An agent does not fail only by producing a wrong final answer. It can fail by continuing after its assumptions are invalid, after approval has expired, after a tool returns an ambiguous result, after verification fails, or after the task has moved outside its authorized scope. The right behavior in those moments is not creativity. It is a controlled stop with enough evidence for a human or another process to decide what comes next.

The production pattern

An agent is asked to update a dependency and open a pull request. It edits the dependency file and runs tests. The test command fails because a network dependency is unavailable. The agent tries a narrower test. That test passes. It opens the pull request and reports success.

That can be fine for a local experiment. In a production workflow, it may be wrong. The original verification failed. The narrower test did not prove the same claim. The agent changed the verification standard mid-run because it wanted to finish.

Another example: an agent is approved to restart a staging worker. It calls the restart tool, which times out. The agent cannot tell whether the worker restarted. It tries again. Now there may have been two restarts. If the worker handles idempotent background work, maybe that is harmless. If it drains jobs or rotates leases, the second restart can matter.

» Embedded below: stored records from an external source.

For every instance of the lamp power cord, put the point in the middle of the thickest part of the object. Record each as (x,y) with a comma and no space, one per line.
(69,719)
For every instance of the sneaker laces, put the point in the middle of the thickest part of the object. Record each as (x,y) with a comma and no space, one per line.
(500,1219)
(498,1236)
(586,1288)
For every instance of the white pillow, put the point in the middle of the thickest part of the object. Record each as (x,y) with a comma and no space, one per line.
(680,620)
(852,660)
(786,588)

The risky behavior is not the first mistake. It is the unbounded continuation after uncertainty appears.

The model

I group stop conditions into six categories: stale context, scope expansion, ambiguous outcome, verification failure, policy conflict, and budget exhaustion.

Stale context means the world no longer matches the observations behind the plan. The file changed. The ticket was reassigned. The deployment status moved. The policy revision changed. If the action depends on that state, the agent should stop or re-propose after a fresh read.

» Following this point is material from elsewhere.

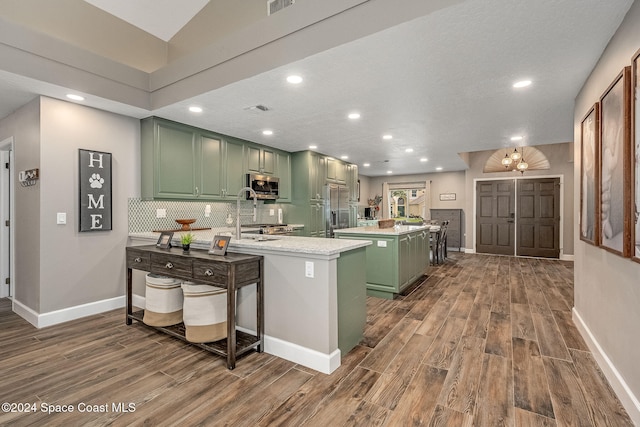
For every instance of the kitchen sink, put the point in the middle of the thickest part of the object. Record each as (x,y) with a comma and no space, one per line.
(259,238)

Scope expansion means the task has grown beyond the original request or authorization. "Fix the typo" becomes "regenerate the docs site." "Update staging config" becomes "patch production because staging mirrors prod." Expansion is not always wrong, but it needs a new proposal.

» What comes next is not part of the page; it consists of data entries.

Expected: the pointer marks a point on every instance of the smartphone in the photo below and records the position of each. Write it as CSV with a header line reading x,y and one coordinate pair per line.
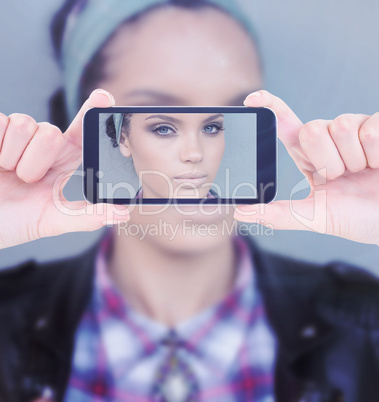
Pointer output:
x,y
183,155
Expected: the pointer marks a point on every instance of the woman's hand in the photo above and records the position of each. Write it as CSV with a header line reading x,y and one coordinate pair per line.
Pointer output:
x,y
36,161
340,159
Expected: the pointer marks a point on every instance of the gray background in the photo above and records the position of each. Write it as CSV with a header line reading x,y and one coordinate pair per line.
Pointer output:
x,y
319,56
119,179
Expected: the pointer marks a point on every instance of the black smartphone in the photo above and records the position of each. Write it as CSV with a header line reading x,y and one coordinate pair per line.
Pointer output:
x,y
183,155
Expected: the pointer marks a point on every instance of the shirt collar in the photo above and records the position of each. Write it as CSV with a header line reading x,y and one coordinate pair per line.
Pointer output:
x,y
205,334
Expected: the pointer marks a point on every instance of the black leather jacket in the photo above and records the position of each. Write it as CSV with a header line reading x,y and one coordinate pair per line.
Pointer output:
x,y
326,319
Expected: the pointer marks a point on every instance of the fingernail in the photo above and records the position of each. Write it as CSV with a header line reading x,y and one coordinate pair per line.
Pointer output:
x,y
255,94
107,94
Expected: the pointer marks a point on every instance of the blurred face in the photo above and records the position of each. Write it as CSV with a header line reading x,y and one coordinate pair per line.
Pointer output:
x,y
179,57
175,155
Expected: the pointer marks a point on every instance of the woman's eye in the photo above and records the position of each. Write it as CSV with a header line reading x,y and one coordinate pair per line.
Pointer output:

Ambiguous outcome means the system cannot tell whether a side effect happened. Timeouts, partial responses, dropped connections, and unknown job states belong here. Retrying without an idempotency key is often the wrong move.

Verification failure means the post-action check did not prove the intended state. The agent should not silently downgrade the standard. If the agreed check was full test suite, a passing unit test is not the same result.

Policy conflict means an external rule denies or questions the action. The model can explain why it thinks the action is safe, but it does not get to overrule policy through better wording.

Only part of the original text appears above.